Brunell's knack for making plays remains
Mark Brunell knows the question's inevitably on its way. Before every game, during every interview, the numbers on his birth certificate...
Seattle Times staff reporter
ASHBURN, Va. — Mark Brunell knows the question's inevitably on its way. Before every game, during every interview, the numbers on his birth certificate — 9-17-1970 — are as important as the numbers that usually define the value of a football player.
He's old, OK. Close to ancient as far as NFL quarterbacks are concerned.
Old enough to play for Don James at the University of Washington. Old enough to start his NFL career under Mike Holmgren in his second season as coach of the Green Bay Packers. Old enough to play for 13 seasons and 147 games and pass for more than 30,000 yards.
So it didn't surprise Brunell, 35, when he heard the age-old — or is it old-age? — question again Tuesday. He even managed to deflect it before the person finished asking.
"Thank you," Brunell said. "I knew that one was coming."
For two years now Brunell has heard the whispers that he's past his prime. They started shortly before Joe Gibbs traded for Brunell from Jacksonville because he didn't believe the rumors, because he saw the Brunell that made five Pro Bowls (two as an alternate) and set 43 team records for the Jaguars.
Speaking from his home in California on Tuesday, Brunell's college coach summed the here-to-now in four words.
"Joe Gibbs just believed," Don James said.
Brunell started the first nine games last season, completed less than half his passes, posted his lowest quarterback rating since his second season in Green Bay. Washington finished 6-10.

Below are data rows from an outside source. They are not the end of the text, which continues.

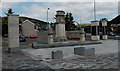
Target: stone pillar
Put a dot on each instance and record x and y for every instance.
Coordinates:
(95, 30)
(60, 26)
(57, 54)
(82, 37)
(50, 35)
(104, 30)
(13, 31)
(89, 52)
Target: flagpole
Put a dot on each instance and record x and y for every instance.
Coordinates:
(94, 11)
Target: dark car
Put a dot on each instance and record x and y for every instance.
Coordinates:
(111, 34)
(22, 38)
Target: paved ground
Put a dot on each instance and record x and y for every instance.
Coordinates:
(19, 60)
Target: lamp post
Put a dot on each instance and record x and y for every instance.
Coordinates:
(94, 11)
(47, 19)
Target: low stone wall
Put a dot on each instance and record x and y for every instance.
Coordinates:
(42, 37)
(70, 34)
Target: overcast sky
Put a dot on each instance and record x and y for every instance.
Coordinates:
(82, 10)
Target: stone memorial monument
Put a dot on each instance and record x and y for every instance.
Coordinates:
(104, 30)
(57, 54)
(82, 38)
(84, 51)
(60, 26)
(95, 30)
(13, 32)
(50, 35)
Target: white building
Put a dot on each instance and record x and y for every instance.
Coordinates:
(28, 28)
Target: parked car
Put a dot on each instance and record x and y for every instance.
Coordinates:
(33, 36)
(22, 38)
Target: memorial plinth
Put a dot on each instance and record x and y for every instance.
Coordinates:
(60, 26)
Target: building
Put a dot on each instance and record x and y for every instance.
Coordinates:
(28, 28)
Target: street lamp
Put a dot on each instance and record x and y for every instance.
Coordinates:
(47, 19)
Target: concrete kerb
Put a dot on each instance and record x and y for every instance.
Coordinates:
(38, 45)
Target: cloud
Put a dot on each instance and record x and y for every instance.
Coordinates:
(16, 0)
(59, 0)
(81, 10)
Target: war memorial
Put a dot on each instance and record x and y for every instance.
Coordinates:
(55, 50)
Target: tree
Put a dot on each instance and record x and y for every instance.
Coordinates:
(69, 20)
(9, 12)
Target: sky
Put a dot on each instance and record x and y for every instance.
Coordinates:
(82, 11)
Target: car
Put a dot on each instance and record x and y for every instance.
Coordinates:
(111, 34)
(33, 37)
(22, 38)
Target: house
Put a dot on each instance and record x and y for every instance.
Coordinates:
(28, 28)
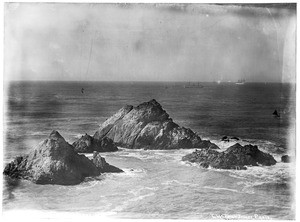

The old coach's belief in the old quarterback didn't matter anymore. Patrick Ramsey would be the starting quarterback. Brunell would pass on the wisdom of experience.
"We didn't have a great season last year," tackle Chris Samuels said. "A lot of people got down on him for that. He's proven those guys wrong this season."
This has been the season where Mark Brunell has done enough. The old man has the starting job, more touchdowns and a better completion percentage and quarterback rating than a season ago.
He has played injured, returning from a knee injury late in the season against Philadelphia when Washington needed a win to stay alive in the playoff race. He's been a leader. And now he's coming back to Seattle, where they remember him for Rose Bowl wins and Huskies glory.
James remembers Brunell well. Remembers the quarterback from California he rated higher than Todd Marinovich. Remembers the spring practice when Brunell tore up his knee — "the most sickening injury I've ever been around," James said. Remembers the game against Purdue, one of Brunell's first starts, when he lined up one play under guard — "all those butts look the same," James reasoned.
Holmgren remembers, too. Remembers the way Brunell used his legs as weapons. Remembers Brunell's innate ability to accelerate out of the pocket and into the open field.
"He was a smart, team player," James said. "He was everything you would want in a quarterback. He wasn't a blowhard, but he didn't lack in confidence."
Brunell might have lost some of the legs along the way, but he never lost that confidence. Not last season. And not last week, in the playoffs against the top-ranked defense of Tampa Bay.
Age completed 7 of 15 passes for 41 yards, while Washington set an NFL low for a winning playoff team with 120 yards. Beauty hopes to return this week against an improved Seahawks defense that won't remind anyone of Tampa Bay.
Brunell did not fall back on excuses afterward. Even Tuesday he said his leg felt fine against the Buccaneers, fine this week. That's part of being a leader, part of being Mark Brunell.
"People are going to say what they want to say," receiver Santana Moss said. "It sells. It's real nice to see him be the Mark Brunell he's always been. You can't change his name or change what he's done over one year."
Brunell knows as well as anyone that Gibbs won three Super Bowls with three quarterbacks — Joe Theismann, Doug Williams and Mark Rypien — over 30. He also knows that any quarterback over 30 is running out of chances.
That's why he ducked a question directed at his year specifically — "I don't want to" — but still addressed what this season means.
"There are a lot of reasons you go into these games wanting to win," Brunell said. "For me, [knowing time is running out] is one of them. The biggest thing is to do it for the team. The opportunity may not come again. It's good to be playing again. It's good to be having success.
"You think about all that when the season is over. When you can sit down and reflect and realize how special this year has been."
With that, Brunell exited the media room having answered the familiar question wearing unfamiliar colors. Washington State colors. Or close enough.
"I try not to think about it, but yes, it is maroon," Brunell said. "Hopefully [Saturday] we'll be wearing all white [uniforms]."